WTI and Brent rallied more than $1 bbl in the opening minutes of Monday's session Sunday night, following weekend comments from U.S. President Donald Trump promising "severe punishment" if the Saudis ordered the execution of Jamal Khashoggi, a Saudi citizen and reporter for the Washington Post whom declared self-exile in the United States. The Saudi government responded with a thinly veiled threat that it would use oil as a weapon if sanctions are placed on the kingdom.
"The Kingdom also affirms that if it receives any action, it will respond with greater action, and that the Kingdom's economy has an influential and vital role in the global economy and that the Kingdom's economy is affected only by the impact of the global economy," read a statement from the Saudi Press Agency on Sunday (10/14).

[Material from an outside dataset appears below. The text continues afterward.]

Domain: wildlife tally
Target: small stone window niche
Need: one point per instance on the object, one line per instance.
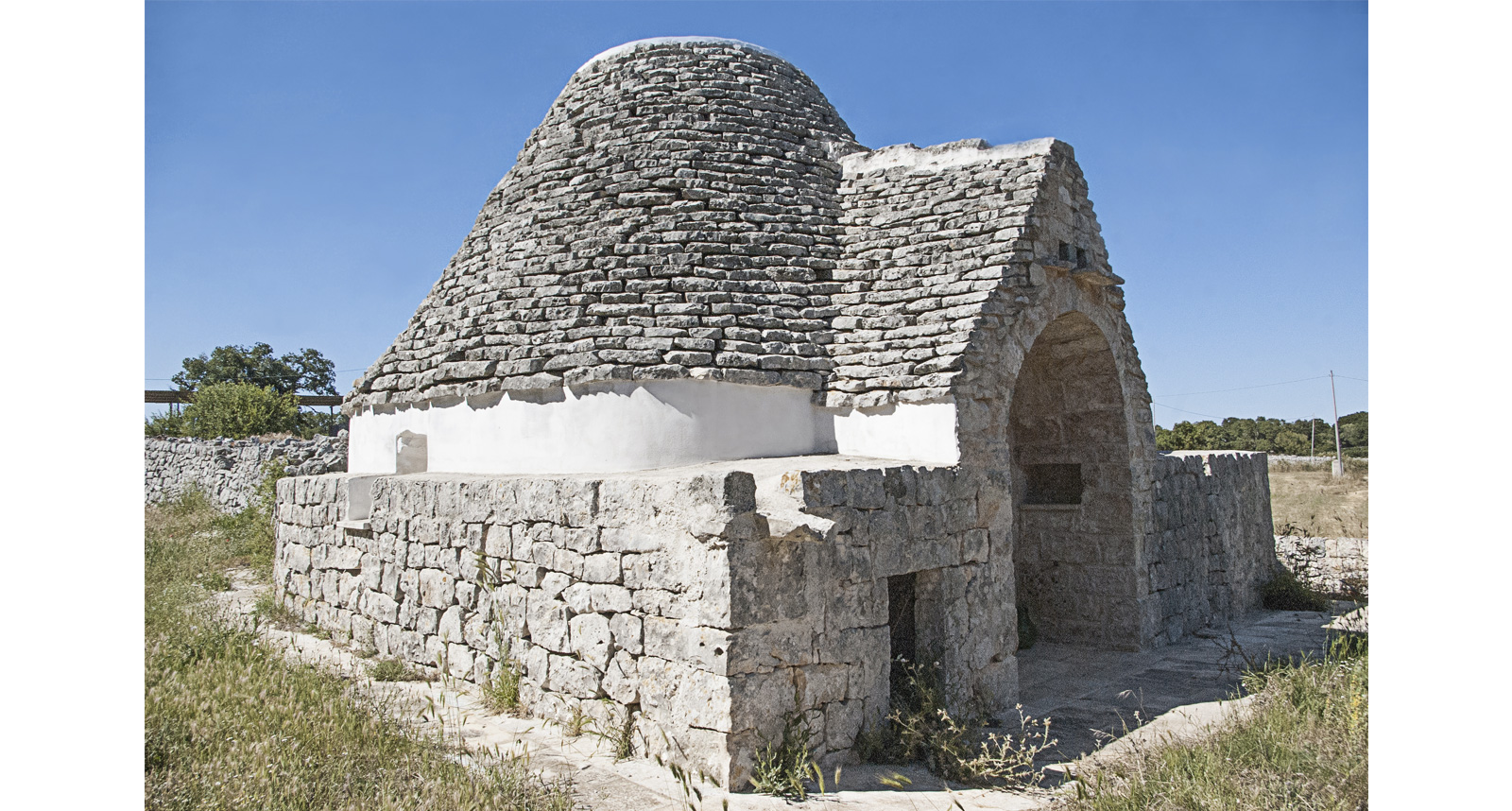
(410, 453)
(1053, 485)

Oil futures turned lower early Monday after Trump said he dispatched U.S. Secretary of State Mike Pompeo to meet with Saudi Arabian King Salman bin Abdulaziz Al Saud. King Salman has no knowledge of what happened to Khashoggi, said Trump.
The incident comes three weeks in front of the start of U.S. sanctions on Iran's oil exports, which are down 800,000 bpd from April and expected to continue to decline through the rest of the fourth quarter. Earlier this month, news emerged that the Saudis and Russia agreed to hike their production to offset lost Iranian oil barrels on the world oil market.

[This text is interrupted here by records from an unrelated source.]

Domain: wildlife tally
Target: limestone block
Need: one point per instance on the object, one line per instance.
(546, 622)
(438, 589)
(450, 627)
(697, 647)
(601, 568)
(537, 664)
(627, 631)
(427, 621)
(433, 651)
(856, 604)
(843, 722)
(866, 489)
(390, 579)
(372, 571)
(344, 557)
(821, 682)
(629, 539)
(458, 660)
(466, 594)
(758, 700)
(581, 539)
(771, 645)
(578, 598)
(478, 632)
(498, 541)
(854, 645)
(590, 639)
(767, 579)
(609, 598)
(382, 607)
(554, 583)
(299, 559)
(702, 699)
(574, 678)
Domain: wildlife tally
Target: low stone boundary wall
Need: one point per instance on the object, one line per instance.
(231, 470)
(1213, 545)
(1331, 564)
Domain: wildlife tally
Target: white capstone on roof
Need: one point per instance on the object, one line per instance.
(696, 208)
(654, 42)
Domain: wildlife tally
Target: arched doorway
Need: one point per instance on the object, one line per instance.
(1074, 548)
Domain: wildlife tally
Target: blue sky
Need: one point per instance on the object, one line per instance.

The most recent data from the Organization of the Petroleum Exporting Countries show Russian oil production at 11.54 million bpd in September, a post-Soviet high, and Saudi crude output at 10.512 million bpd, the highest monthly production rate since November 2016.
In the United States, where crude production reached a record high 11.2 million bpd during the first week of the fourth quarter, the Energy Information Administration this afternoon said it expects tight shale oil production in seven key U.S. producing regions would average 7.714 million bpd in November, up 98,000 bpd or 1.3% from October.
The International Energy Agency last week urged major oil producers to produce all out in the fourth quarter to meet record world demand at about 100 million bpd, while adding global spare capacity has shrunk to 2%. Most of the spare capacity resides in Saudi Arabia, which said it could ramp up production to 12.0 million bpd if necessary. That provides the Saudis considerable sway in the oil markets, with the ability to send global crude prices skyrocketing should it hold its oil off the market.
Oil futures advanced despite growing concern over the economic outlook, with the International Monetary Fund last week downgrading its April forecast for world economic growth by 0.2% to 3.7% for both this year and in 2019.
"At the global level, recent data show weakening in trade, manufacturing, and investment. Overall, world economic growth is still solid compared with earlier this decade, but it appears to have plateaued," said IMF.
Last week, the EIA, IEA and OPEC all downgraded their outlooks for global oil demand for 2018 and 2019.
NYMEX November WTI futures settled up $0.44 at $71.78 bbl, and the ICE December Brent contract ended $0.35 higher at $80.78 bbl. NYMEX November ULSD futures settled up 0.44cts at $2.3257 gallon, and November RBOB futures ended the day with a 0.23cts gain at $1.9443 gallon.